All employers, especially considering the unprecedented workforce shortage they are currently experiencing, want injured workers to receive the necessary care they need as the result of their injury and to return to work as soon as possible. This bill, however, will result in a dramatic increase in costs to the workers’ compensation system and be especially costly to small employers. For these reasons, The Business Council of New York State, on behalf of its 3,200 members oppose this bill.
This bill intends to change the long-held definition of temporary total disability to include a new caveat: the availability of modified employment offered by the employer consistent with the employees’ disability.
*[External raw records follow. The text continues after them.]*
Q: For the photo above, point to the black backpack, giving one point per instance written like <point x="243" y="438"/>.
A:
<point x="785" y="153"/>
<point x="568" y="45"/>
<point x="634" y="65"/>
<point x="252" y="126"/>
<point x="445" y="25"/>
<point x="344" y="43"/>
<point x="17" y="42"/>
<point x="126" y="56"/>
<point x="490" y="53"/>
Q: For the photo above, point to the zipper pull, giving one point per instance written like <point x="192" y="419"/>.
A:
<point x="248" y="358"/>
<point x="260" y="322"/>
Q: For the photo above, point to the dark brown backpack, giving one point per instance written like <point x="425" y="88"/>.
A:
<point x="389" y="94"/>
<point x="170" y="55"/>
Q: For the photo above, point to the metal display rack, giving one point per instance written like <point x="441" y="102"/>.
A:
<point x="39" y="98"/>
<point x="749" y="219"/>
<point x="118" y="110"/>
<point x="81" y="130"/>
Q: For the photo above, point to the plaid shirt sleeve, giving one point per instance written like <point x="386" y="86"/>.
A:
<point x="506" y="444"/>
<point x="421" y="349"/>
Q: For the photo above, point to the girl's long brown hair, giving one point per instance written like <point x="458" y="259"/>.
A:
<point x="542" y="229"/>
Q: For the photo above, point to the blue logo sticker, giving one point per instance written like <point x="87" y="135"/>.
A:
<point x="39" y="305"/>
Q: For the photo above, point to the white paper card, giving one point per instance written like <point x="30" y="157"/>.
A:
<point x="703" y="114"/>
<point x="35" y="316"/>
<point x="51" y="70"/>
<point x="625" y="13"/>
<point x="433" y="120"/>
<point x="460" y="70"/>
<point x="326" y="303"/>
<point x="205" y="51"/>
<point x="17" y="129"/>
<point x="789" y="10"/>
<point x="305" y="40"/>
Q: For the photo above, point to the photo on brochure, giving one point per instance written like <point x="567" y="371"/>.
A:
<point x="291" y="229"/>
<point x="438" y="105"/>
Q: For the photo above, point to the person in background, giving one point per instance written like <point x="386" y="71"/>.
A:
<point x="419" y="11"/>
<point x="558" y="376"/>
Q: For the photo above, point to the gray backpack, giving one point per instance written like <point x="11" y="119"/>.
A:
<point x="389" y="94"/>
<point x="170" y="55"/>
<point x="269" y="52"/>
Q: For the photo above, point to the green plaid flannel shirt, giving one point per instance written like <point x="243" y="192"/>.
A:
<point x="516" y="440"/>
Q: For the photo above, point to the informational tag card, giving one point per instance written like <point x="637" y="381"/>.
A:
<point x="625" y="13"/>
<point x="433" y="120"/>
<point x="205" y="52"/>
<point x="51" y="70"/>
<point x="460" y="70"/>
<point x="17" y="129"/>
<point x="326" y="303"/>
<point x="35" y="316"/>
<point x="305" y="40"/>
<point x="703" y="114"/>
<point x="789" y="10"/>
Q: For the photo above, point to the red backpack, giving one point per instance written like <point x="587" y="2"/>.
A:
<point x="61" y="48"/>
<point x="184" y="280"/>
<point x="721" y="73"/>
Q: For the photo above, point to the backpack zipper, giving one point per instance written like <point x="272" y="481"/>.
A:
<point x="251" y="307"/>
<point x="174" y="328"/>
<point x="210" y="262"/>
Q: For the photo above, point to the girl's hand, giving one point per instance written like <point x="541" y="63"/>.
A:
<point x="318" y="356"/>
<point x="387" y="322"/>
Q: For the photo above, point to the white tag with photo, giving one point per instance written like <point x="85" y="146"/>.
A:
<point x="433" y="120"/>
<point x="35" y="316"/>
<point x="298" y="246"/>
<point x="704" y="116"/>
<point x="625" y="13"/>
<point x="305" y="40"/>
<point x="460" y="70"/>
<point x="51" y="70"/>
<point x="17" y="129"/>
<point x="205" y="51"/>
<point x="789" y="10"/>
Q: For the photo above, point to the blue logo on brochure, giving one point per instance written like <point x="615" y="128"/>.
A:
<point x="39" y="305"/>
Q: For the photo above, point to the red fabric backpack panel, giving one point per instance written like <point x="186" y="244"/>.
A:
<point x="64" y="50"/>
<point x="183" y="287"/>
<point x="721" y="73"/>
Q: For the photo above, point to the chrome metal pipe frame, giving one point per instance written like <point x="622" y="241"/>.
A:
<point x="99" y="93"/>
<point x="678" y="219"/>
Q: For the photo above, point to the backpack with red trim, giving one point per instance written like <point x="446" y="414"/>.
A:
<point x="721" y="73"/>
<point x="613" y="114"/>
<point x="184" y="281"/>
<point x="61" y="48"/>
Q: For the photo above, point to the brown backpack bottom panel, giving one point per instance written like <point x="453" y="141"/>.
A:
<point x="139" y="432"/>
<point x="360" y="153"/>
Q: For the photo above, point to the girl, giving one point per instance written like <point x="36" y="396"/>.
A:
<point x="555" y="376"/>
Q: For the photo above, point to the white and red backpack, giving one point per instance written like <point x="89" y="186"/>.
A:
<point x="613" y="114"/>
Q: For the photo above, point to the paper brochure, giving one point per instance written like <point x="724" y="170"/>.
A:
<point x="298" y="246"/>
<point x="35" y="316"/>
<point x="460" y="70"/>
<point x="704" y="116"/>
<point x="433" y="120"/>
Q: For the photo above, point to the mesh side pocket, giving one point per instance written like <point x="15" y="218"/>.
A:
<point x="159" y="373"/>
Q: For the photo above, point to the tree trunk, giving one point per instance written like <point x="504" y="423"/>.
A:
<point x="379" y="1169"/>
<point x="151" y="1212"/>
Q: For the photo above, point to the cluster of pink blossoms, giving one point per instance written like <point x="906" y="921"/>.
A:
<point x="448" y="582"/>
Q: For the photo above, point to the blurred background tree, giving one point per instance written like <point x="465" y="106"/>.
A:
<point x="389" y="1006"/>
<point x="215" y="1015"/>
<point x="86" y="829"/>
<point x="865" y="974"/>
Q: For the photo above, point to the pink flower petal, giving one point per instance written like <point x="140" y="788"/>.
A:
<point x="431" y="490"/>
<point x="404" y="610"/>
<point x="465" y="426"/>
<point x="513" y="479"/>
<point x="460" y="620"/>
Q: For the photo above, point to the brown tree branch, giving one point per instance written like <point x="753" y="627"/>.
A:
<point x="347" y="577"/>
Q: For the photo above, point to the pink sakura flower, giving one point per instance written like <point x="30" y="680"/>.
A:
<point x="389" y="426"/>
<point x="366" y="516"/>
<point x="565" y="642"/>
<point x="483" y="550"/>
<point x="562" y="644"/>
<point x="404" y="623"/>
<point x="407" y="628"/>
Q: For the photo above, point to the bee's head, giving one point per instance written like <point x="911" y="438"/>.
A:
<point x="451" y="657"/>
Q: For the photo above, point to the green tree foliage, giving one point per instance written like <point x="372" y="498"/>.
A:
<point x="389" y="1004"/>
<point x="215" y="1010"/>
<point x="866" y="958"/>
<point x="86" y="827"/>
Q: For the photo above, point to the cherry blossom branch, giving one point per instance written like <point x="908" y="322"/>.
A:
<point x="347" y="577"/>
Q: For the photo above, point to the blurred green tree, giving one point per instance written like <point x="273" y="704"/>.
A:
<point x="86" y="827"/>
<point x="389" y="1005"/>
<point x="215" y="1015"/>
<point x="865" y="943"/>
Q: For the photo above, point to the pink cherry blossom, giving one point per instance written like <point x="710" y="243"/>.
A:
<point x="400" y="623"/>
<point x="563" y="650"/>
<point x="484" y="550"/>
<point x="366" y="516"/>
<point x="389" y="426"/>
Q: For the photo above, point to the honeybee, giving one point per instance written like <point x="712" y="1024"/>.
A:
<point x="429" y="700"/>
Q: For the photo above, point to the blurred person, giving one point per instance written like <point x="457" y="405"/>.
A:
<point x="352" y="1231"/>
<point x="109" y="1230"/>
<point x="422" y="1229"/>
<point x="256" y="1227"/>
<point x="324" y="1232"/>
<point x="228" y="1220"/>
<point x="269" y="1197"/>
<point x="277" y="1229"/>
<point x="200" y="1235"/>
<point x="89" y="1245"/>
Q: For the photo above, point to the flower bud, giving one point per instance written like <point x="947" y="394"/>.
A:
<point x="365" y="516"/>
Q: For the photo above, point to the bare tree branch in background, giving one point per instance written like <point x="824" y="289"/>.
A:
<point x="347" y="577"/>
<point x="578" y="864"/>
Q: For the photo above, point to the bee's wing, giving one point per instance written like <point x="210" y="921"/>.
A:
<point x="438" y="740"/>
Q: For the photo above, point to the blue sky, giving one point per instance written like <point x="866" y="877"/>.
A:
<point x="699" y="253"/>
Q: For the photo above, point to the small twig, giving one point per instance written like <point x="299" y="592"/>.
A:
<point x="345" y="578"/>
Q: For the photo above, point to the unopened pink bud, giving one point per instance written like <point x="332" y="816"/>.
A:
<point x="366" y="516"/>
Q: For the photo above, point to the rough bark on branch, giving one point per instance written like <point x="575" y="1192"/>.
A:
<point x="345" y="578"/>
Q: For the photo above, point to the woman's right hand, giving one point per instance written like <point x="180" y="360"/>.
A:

Again, employers are working hard to get injured workers back to work. In fact, both New York State Human Rights Law and the Americans with Disabilities Act require employers to considers modified work as a reasonable accommodation to reemploy otherwise qualified individuals with a disability.
Difficulty arises when smaller employers - who make up the vast majority of employers in New York State - do not have the resources or ability to provide such modified work and the employee request of accommodation is deemed unreasonable. In these cases, injured workers will receive the maximum workers’ compensation benefit with the cost falling almost exclusively on small employers.
New York State would be adopting the standard for temporary total disability used by the Social Security Administration. But instead of having these costs socialized across the system, these costs would fall disproportionately on small employers as reflected by their workers’ compensation experience levels. In a time of unprecedented upheaval as a result of the COVID-19 pandemic and its forced government shut-downs, this additional operating cost on small businesses would further hinder business recovery in the state.
For these reasons, The Business Council opposes this bill.